Open one and the smell comes off the Reblochon first, a low cellar funk off the orange washed rind, milk and damp stone and something faintly farmyard under it. The Beaufort version smells cleaner and sweeter, of cooked cream and hay. The soft cheese drags against the crumb as you press the loaf shut, the ham folding into it. The bite is cool and yielding, the cheese coating the tongue, the cured ham landing a salt note a beat behind it, and then the cornichon snaps a sharp green line clean across the richness.

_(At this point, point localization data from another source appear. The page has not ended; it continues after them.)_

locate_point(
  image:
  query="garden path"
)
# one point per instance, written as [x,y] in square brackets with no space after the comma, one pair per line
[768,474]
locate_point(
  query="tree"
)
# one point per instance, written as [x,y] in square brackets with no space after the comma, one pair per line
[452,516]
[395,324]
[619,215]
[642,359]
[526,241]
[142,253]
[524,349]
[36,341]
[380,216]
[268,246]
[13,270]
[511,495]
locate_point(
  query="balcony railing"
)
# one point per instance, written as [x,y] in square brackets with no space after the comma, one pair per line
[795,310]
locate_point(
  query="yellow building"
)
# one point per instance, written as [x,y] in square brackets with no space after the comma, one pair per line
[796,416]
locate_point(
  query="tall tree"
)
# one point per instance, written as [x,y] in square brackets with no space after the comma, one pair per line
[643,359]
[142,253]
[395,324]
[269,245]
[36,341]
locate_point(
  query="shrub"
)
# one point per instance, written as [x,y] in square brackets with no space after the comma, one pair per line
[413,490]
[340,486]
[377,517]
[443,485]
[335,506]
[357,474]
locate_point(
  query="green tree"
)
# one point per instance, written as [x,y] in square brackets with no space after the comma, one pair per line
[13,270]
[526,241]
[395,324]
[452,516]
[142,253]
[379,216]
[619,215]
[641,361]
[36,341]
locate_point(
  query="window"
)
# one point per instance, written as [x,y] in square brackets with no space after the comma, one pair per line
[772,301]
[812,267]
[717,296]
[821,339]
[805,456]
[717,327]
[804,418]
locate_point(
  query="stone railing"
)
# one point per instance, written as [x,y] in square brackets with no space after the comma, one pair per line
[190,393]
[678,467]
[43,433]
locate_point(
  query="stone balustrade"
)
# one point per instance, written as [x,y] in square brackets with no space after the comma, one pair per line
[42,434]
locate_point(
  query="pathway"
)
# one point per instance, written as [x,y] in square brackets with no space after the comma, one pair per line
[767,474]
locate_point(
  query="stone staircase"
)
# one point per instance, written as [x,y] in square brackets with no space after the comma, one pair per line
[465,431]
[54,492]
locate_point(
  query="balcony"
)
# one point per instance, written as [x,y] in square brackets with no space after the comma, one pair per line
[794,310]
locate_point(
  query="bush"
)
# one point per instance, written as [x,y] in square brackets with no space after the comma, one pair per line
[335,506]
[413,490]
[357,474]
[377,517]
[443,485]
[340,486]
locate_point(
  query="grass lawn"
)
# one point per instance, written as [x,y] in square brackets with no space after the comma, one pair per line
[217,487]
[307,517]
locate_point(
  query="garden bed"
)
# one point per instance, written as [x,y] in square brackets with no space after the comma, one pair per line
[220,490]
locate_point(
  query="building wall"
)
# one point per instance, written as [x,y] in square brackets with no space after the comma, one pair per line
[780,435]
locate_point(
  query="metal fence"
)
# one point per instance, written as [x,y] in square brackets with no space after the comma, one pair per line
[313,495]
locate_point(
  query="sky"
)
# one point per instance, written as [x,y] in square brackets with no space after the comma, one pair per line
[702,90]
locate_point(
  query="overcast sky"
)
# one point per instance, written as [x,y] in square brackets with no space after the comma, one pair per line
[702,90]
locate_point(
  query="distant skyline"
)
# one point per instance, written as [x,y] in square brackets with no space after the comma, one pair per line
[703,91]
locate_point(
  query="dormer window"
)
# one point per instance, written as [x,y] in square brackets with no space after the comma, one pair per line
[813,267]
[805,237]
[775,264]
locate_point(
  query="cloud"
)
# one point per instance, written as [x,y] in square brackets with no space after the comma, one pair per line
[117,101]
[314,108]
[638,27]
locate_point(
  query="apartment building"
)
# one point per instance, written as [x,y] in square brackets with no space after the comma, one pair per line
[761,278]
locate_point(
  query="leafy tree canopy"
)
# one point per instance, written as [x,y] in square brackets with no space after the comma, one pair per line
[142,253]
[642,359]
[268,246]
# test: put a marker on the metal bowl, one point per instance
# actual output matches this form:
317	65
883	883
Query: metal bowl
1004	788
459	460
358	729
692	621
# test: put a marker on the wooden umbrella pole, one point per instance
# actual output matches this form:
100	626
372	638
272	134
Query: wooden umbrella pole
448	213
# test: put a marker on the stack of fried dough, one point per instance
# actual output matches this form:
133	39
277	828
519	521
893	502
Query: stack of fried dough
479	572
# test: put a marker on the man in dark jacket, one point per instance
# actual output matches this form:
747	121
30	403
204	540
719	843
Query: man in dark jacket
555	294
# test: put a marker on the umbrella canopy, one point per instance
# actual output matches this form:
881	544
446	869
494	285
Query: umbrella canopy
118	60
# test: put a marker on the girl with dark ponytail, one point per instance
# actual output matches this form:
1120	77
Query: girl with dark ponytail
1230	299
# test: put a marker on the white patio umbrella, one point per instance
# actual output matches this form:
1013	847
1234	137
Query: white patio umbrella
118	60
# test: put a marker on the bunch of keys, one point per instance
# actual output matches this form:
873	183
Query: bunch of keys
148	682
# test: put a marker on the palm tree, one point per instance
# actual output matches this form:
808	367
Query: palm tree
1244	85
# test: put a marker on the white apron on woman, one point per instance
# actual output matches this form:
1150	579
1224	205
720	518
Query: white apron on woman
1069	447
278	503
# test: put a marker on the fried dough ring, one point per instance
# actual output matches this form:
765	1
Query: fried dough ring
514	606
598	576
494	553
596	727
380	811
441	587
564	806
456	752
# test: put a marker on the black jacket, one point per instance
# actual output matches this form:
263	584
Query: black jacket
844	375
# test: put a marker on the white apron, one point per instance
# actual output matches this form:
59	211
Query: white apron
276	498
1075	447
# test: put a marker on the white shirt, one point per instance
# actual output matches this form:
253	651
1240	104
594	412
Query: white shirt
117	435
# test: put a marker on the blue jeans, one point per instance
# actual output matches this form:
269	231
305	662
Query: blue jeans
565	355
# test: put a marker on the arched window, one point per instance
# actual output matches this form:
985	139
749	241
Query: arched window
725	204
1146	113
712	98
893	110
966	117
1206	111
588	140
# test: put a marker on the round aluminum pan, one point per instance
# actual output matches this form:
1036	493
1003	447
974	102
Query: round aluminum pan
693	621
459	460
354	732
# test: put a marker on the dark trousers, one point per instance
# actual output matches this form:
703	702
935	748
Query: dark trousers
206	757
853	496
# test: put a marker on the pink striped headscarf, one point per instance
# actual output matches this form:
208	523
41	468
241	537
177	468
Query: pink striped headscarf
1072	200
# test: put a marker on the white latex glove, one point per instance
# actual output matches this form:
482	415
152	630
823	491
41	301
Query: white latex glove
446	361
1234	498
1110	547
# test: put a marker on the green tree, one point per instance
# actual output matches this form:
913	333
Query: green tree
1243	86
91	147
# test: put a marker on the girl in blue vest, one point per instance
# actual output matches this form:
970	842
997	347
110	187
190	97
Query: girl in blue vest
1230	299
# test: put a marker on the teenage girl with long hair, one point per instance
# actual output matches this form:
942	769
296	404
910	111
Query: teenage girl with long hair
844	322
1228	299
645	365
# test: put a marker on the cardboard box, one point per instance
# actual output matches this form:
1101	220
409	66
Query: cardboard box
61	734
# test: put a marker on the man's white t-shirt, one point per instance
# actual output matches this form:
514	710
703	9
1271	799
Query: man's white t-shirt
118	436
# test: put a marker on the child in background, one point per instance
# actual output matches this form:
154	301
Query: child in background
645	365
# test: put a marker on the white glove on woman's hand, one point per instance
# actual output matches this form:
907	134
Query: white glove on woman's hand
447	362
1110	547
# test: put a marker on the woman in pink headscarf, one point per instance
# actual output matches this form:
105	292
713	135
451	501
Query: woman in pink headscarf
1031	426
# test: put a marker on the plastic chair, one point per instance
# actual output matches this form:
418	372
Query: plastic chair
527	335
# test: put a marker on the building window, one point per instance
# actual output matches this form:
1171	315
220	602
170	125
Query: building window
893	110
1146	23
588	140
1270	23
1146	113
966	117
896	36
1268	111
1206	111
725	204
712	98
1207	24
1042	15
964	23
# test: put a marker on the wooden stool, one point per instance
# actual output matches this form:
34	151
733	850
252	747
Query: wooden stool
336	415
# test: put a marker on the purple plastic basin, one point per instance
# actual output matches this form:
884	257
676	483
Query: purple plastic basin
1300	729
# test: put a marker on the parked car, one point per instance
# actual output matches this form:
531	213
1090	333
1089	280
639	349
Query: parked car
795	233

This is mountain food, and it carries the grammar of a region that feeds skiers and farmers from the same larder. You buy the cheese by the cut at a market in Annecy or Chambéry and the ham off the same stall, and the standing choice is which cheese: Beaufort for depth, Reblochon for cream, Tomme de Savoie for a milder, more rustic everyday reading. Push it toward the sausage shelf and you reach for diots, the small Savoyard pork sausages, alongside; the resort version stacks the cheese higher and worries less about restraint. A Savoyard will tell you the Beaufort d'alpage, made from summer mountain milk, eats sweeter than the winter wheel, and a careful buyer asks which one is on the board.

The variations stay inside the Alpine pantry rather than wandering off it. Tomme de Savoie reads milder and chalkier; a Beaufort version leans drier and more savoury; a few diots laid alongside push it toward the sausage tradition. The Croque-Savoyard sits outside that list entirely, the hot toasted sandwich bound with béchamel and run under a grill until the Reblochon bubbles, a cooked dish on its own that keeps its own entry. The cold sandwich and the hot croque share a cheese and split at the oven door, and a buyer choosing between them is choosing between supple and molten.

Cheese Made Where the Wheat Would Not Grow

The sandwich keeps no founding date, and the story worth telling is the cheeses', because they are old and governed where the build is recent and free. The Savoie made cheese for the reason high country always has: milk kept far better as a wheel than wheat ever grew on a thin Alpine soil, and the great cooked-curd wheels were a way to bank a summer's grazing into something that would last a mountain winter.

The records sit on the cheeses, dated by the law that fixed them. Beaufort, the firm wheel pressed in a high concave hoop, was granted protected status in 1968, the ruling that bound it to the milk of the Beaufortain and the neighbouring high valleys. Reblochon, the soft washed-rind round, won its protection a decade earlier, in 1958, and its name comes from the local verb reblocher, to milk a cow a second time, a word that points to the cheese's own origin story in milk held back from a landlord's count.

Reblochon carries the older paper. Its appellation of 1958 drew the legal line around a washed-rind round the Thônes and Aravis valleys had long been making, by the account folded into its own name, from the quiet second milking a tenant once kept back for himself.